Daß Ministerpräsident Miklos Nemeth sich dennoch zum Ausstieg aus dem Gemeinschaftsprojekt entschloß, beweist, daß in Nagymaros für die Regierung mehr auf dem Spiel stand als der Erhalt der Donau-Auen.
Nagymaros war vielmehr zum Prüfstein für den gesamten Reformkurs in Ungarn geworden. Das Kraftwerksprojekt, so Premier Miklos Nemeth vor dem Parlament, sei ein "Zeichen eines überholten Modells". Die Entscheidung, den Bau gegen alle ökologische Vernunft durchzuziehen, nannte er "antidemokratisch".
Alle neu gegründeten Oppositionsparteien und -gruppierungen, die bei den Parlamentswahlen im nächsten Jahr mit der KP um Stimmen konkurrieren wollen, hatten sich energisch gegen das Projekt ausgesprochen. Verfechter des Kraftwerks fanden sich nur in den Reihen der Kommunisten.
Aber auch dort formierte sich - aus Angst vor einer drohenden Wahlschlappe - immer schärferer Widerstand. Die beiden führenden Reformer Reszö Nyers und Imre Pozsgay hatten nie verhehlt, daß sie dieses "Monument des Stalinismus" (Pozsgay) ablehnten.
Anders Parteichef Karoly Grosz: Er sprach sich noch am 1. Mai in einer vom Fernsehen übertragenen Diskussion für die Weiterführung von Nagymaros aus, weil die Vollendung "halb so viel kosten würde wie ein Baustopp".
Zwei Wochen später entschied Ministerpräsident Nemeth anders - eine offene Desavouierung des Parteichefs. Sie zeigt, daß der Einfluß von Grosz, der im Mai 1988 Janos Kadar als Generalsekretär abgelöst hatte, unaufhaltsam schwindet.

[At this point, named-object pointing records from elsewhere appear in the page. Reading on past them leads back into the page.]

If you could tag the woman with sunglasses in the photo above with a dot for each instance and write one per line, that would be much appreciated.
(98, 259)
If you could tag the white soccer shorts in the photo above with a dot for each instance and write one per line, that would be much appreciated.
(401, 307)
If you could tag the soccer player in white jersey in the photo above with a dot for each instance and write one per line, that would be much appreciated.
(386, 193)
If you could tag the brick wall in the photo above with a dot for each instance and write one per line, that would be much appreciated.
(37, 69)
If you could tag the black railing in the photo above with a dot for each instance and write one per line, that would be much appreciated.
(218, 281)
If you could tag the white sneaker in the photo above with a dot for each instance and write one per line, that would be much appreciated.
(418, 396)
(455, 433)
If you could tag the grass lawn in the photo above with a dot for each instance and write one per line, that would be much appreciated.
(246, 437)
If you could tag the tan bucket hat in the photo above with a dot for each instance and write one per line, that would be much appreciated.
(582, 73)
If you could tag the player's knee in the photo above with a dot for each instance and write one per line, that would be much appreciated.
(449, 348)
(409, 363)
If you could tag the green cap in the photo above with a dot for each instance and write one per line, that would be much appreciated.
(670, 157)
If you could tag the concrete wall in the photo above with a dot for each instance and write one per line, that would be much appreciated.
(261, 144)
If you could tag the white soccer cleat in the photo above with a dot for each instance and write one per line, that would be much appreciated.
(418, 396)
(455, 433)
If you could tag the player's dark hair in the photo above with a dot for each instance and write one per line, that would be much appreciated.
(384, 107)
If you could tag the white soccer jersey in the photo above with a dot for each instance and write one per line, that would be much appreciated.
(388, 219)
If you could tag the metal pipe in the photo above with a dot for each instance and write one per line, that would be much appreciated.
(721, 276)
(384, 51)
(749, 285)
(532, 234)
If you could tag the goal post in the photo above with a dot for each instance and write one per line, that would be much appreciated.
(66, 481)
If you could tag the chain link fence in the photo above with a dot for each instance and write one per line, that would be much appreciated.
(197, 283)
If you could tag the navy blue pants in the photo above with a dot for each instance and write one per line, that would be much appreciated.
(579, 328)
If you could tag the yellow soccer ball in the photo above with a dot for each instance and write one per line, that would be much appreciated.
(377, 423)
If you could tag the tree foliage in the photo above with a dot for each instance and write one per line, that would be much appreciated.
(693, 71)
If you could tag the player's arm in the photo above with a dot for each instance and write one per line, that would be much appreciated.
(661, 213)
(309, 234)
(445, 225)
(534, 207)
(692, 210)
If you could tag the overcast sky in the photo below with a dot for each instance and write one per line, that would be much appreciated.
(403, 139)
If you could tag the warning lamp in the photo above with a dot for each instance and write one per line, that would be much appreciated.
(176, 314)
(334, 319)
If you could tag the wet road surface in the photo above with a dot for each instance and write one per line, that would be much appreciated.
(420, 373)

Indizien dafür hatte es auch vorher schon gegeben. Bei den Diskussionen der von Staatsminister Imre Pozsgay gegründeten "Reformwerkstatt" der kommunistischen Partei in Kecskemet Mitte April wurde von vielen ganz offen eine Spaltung der Partei in Reformer und dogmatische "Fundamentalisten" diskutiert. Daß eine solche Ketzerei überhaupt erwogen werden konnte, war ein schwerer Schlag für Grosz, zeigte sich doch daran, daß der Parteichef nicht mehr in der Lage war, die auseinanderstrebenden Flügel zusammenzuhalten.
Nach nur einem Jahr im Amt hat Grosz, der anfangs als Reformer gefeiert wurde, offenkundig den Anschluß an den radikalen Kurs der Erneuerer um Poszgay verloren.
Mit Grosz an der Spitze, so glauben die meisten Reformkommunisten, würde es der KP nach den ersten freien Parlamentswahlen schwerfallen, einen Koalitionspartner zu finden. Wichtigstes Hindernis: Grosz' Eintreten für den Weiterbau von Nagymaros.
Daß die Zeit des Parteichefs zu Ende geht, bestätigte indirekt Politbüromitglied Imre Pozsgay bei einem Gespräch vorigen Mittwoch in Wien: Es sei durchaus legitim, "die Führungsposition von Grosz in Frage zu stellen". Eine endgültige Entscheidung müsse die Parteikonferenz im Herbst treffen. Für Grosz war das wohl der Judaskuß.